Fix incident auto-resolve workflows not triggering #5382

sanyo4ever · 2025-10-21T13:04:08Z

Pull Request: Fix incident auto-resolve workflows not triggering
🐛 Problem
When incidents are automatically resolved (via the "resolve when all alerts resolve" setting), workflow triggers with type: incident and events: [updated] were not being executed.

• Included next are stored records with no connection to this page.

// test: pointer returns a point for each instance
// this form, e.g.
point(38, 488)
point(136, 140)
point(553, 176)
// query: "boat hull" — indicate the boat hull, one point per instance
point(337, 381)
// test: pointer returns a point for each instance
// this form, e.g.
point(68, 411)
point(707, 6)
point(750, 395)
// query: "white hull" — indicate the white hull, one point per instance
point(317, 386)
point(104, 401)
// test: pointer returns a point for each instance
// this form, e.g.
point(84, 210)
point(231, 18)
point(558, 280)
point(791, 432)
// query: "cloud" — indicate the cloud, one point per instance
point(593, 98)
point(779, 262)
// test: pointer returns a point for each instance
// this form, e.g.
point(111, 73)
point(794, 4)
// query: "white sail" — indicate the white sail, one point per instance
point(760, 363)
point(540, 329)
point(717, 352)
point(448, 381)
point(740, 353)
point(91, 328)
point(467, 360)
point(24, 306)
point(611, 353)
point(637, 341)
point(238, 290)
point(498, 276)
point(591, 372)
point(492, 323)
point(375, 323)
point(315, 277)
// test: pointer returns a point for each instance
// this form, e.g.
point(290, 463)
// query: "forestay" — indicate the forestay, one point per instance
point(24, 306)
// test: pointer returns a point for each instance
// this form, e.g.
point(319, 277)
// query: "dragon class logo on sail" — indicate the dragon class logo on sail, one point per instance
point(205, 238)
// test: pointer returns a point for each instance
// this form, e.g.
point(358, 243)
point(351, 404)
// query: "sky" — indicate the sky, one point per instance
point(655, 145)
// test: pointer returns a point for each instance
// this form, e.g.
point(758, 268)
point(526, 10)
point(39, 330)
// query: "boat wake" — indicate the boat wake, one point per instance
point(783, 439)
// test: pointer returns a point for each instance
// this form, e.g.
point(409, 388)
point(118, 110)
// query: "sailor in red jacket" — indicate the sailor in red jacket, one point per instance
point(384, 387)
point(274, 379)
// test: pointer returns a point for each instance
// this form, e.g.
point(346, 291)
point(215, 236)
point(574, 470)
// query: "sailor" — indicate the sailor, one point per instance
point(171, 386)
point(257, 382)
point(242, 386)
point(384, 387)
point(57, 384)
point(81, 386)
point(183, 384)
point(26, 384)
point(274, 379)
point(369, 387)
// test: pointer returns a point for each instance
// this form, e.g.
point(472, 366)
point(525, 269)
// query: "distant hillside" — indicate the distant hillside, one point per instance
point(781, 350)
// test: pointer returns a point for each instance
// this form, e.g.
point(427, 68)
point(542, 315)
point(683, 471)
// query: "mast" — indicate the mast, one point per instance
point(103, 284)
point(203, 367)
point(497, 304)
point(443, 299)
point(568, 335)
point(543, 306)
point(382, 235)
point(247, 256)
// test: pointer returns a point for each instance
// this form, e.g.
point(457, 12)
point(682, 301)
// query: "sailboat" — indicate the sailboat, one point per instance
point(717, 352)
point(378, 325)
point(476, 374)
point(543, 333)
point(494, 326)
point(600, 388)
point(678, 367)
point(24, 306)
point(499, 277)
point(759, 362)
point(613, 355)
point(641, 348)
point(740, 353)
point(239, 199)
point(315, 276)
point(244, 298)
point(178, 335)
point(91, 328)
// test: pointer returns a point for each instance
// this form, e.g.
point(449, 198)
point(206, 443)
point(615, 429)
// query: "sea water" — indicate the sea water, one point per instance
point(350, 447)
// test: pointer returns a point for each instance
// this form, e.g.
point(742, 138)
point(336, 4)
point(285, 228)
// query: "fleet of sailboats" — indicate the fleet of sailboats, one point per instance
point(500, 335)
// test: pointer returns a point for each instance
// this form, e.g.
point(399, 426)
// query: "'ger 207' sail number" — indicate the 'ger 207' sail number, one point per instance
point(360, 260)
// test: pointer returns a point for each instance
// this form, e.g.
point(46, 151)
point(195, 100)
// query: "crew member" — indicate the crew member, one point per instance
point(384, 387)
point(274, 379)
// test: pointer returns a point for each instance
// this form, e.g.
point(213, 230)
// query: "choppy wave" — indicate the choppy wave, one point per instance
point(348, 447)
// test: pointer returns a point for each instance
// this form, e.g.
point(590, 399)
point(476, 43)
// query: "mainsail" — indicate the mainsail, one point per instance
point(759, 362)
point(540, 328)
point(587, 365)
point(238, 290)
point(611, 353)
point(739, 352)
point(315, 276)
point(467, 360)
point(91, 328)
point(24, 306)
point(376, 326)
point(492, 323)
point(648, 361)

This only affected auto-resolution; manual resolution worked correctly.
🔍 Root Cause
The resolve_incident_if_require() method in keep/api/bl/incidents_bl.py (lines 432-472) was updating the incident status in the database but not calling send_workflow_event() to trigger workflows.
Compare with:
change_status() method (line 474+) - triggers workflows ✅
__postprocess_alerts_change() method (line 338) - triggers workflows ✅
resolve_incident_if_require() - missing workflow trigger ❌
✅ Solution
Added three missing operations to resolve_incident_if_require() after the incident status is updated:
Set end_time - Records when the incident was resolved (consistent with manual resolution)
Trigger workflows - Calls send_workflow_event(incident_dto, "updated") to execute incident workflows
Update clients - Calls update_client_on_incident_change() to notify UI via Pusher
📝 Changes
File: keep/api/bl/incidents_bl.py
Lines modified: 460-474
Lines added: 13
🧪 Testing
Before fix:
Created incident from UptimeKuma alert
Enabled "Resolve incident when all alerts resolve"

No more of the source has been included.